Most of the codes are adopted from https://github.com/CorentinJ/Real-Time-Voice-Cloning.

The goal of this project is to replicate the paper "Neural Voice Cloning with a Few Samples".

There are two main models:

  1. Speaker verification model to determine whether a test audio comes from the same speaker as the enrollment audios.
  2. Speaker encoder to quickly learn the speaker embedding from the few audios.

Train the Model

python main.py \
--train_dataset_path '/Users/xinyutan/Documents/SV2TTS/encoder/'\
--dev_dataset_path '/Users/xinyutan/Documents/SV2TTS/encoder/' \
--saved_models_dir './saved_models' \
--num_epochs 1000 --save_every 100 --print_every 100

Training Data

There are two raw data sources for the speech related tasks: 1. LibriSpeech, 2. VCTK.
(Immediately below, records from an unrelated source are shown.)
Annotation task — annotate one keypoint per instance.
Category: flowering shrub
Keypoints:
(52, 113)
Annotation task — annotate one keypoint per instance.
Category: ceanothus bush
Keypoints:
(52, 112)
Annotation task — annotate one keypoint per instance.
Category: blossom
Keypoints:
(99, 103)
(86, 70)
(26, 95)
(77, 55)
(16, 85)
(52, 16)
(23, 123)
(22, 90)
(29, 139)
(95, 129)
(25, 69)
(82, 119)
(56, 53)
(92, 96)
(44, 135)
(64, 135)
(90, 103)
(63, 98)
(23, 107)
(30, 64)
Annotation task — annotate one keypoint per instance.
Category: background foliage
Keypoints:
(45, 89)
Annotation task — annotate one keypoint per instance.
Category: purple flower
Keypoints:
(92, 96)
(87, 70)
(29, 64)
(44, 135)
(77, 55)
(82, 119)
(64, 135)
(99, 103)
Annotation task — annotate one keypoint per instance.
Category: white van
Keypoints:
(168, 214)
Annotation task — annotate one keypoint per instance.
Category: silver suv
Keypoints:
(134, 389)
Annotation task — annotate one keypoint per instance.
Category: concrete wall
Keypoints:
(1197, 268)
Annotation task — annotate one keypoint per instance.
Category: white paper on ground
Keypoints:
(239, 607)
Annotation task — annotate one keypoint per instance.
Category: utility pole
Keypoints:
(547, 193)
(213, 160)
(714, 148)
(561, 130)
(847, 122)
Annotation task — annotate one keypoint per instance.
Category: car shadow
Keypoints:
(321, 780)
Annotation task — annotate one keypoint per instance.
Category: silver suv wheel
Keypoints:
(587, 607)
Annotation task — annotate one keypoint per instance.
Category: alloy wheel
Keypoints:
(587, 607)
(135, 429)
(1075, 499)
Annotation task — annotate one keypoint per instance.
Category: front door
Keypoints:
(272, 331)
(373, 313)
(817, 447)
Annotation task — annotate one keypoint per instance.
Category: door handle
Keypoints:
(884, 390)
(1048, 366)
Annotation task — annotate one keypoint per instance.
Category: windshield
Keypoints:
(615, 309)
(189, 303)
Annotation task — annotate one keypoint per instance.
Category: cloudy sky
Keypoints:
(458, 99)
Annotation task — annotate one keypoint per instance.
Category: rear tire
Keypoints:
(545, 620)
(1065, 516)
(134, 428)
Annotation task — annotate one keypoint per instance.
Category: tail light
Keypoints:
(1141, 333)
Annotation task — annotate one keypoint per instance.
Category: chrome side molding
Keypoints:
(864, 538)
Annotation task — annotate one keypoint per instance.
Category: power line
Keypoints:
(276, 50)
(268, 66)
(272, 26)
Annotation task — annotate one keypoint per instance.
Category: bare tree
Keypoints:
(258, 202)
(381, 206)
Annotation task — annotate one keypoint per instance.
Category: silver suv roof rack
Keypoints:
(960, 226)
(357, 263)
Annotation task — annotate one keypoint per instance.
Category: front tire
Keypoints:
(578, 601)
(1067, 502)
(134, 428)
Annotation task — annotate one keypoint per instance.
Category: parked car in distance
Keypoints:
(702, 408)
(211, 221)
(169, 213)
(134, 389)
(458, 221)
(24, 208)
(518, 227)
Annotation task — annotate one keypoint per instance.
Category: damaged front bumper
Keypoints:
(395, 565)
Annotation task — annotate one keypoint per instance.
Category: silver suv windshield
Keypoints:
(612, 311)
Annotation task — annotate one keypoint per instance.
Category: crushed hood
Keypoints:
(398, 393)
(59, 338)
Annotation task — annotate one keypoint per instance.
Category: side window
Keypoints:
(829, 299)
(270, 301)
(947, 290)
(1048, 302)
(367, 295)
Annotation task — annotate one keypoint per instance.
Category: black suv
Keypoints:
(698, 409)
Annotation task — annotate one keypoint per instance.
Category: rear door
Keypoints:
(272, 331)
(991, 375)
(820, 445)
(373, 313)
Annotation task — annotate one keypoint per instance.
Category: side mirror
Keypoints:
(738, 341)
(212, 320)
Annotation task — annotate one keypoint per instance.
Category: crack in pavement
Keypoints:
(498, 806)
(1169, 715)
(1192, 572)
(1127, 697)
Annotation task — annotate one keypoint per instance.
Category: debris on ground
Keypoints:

  1. wget https://us.openslr.org/resources/12/train-clean-360.tar.gz to get the raw data.
  2. Run python3 encoder_preprocess.py '{dataset_root}' from Real-Time-Voice-Cloning. {dataset_root} is the root directory of the downloaded dataset. This step is to clean and transform the raw audio data into mel-spectogram (2D data).
  3. Step 2 will put the preprocessd data into dataset_root/SV2TTS/encoder/, which should be the train_dataset_path in above command.

Speaker verification model

Model architecture



Need to convert the audios to its Mel-spectogram.

Training infrastructure

I compared AWS and GCP. Maybe because I'm more familar with Google product, I find that GCP is way more intuitive than AWS. GCP provides a $300.00 free credits. I will use a CPU machine (cannot afford a GPU machine). Use Ubuntu (not Debian), and Google's original machine (not DL images from some marketplace). It's much easier to install python related packages and system updates this way.